# Technical Document Extraction: F1 Score Analysis Chart
## Chart Components
- **Title**: Not explicitly labeled (inferred from context)
- **X-Axis**:
- Label: `Round`
- Range: `0` to `80` (increments of 10)
- **Y-Axis**:
- Label: `F1 (%)`
- Range: `65` to `95` (increments of 5)
- **Legend**:
- Located in top-left corner
- Entries:
- `ADAS` (blue dotted line)
- `AFlow` (orange dashed line)
- `MASS (Ours)` (red solid line)
## Data Trends
### ADAS (Blue Dotted Line)
- **Baseline**: Stable at ~70% F1 across all rounds
- **Variance**: Minor fluctuations between 68%–72%
- **Key Observation**: No significant improvement over time
### AFlow (Orange Dashed Line)
- **Initial Value**: 70% at Round 0
- **Peak**: 81% at Round 20
- **Decline**: Drops to 76% at Round 40
- **Stabilization**: Remains ~76–81% from Round 40 onward
### MASS (Red Solid Line) [Ours]
- **Baseline**: 70% at Round 0
- **Stepwise Improvement**:
- **Round 10**: 85% (labeled `1PO: Aggregate`)
- **Round 20**: 85% (labeled `2TO: More parallel agents involved`)
- **Round 50**: 88% (labeled `3PO: Workflow-level PO`)
- **Final Value**: 90% at Round 70
- **Fluctuations**: Minor dips to 82–84% between Rounds 30–60
## Annotations
1. **`1PO: Aggregate`** (Round 10)
- Arrow points to MASS line at 85% F1
2. **`2TO: More parallel agents involved`** (Round 20)

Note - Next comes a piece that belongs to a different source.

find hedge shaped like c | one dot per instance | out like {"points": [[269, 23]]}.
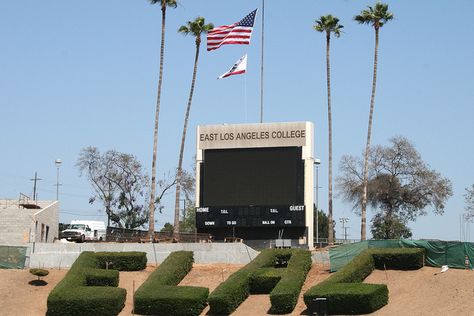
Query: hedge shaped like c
{"points": [[160, 295], [346, 294], [88, 289]]}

- Arrow points to MASS line at 85% F1
3. **`3PO: Workflow-level PO`** (Round 50)
- Arrow points to MASS line at 88% F1
4. **`Better Prompt`** (Round 10–20)
- Vertical arrow between MASS line at 70% (Round 10) and 85% (Round 20)
## Key Observations
- **MASS (Ours)** demonstrates consistent, stepwise improvement in F1 score, reaching 90% by Round 70.
- **AFlow** shows temporary gains but no sustained performance.
- **ADAS** remains stagnant throughout the rounds.
- **Critical Thresholds**:
- `1PO: Aggregate` (Round 10): 85% F1
- `2TO: More parallel agents` (Round 20): 85% F1
- `3PO: Workflow-level PO` (Round 50): 88% F1
## Cross-Reference Validation
- **Legend Colors**:
- Blue (ADAS) matches dotted line
- Orange (AFlow) matches dashed line
- Red (MASS) matches solid line
- **Annotations** align with labeled data points on the MASS line.
## Summary
The chart illustrates the performance evolution of three systems (ADAS, AFlow, MASS) across 80 rounds. MASS (Ours) achieves the highest F1 score (90%) through structured improvements at key workflow stages (`1PO`, `2TO`, `3PO`), while ADAS and AFlow show limited or transient gains.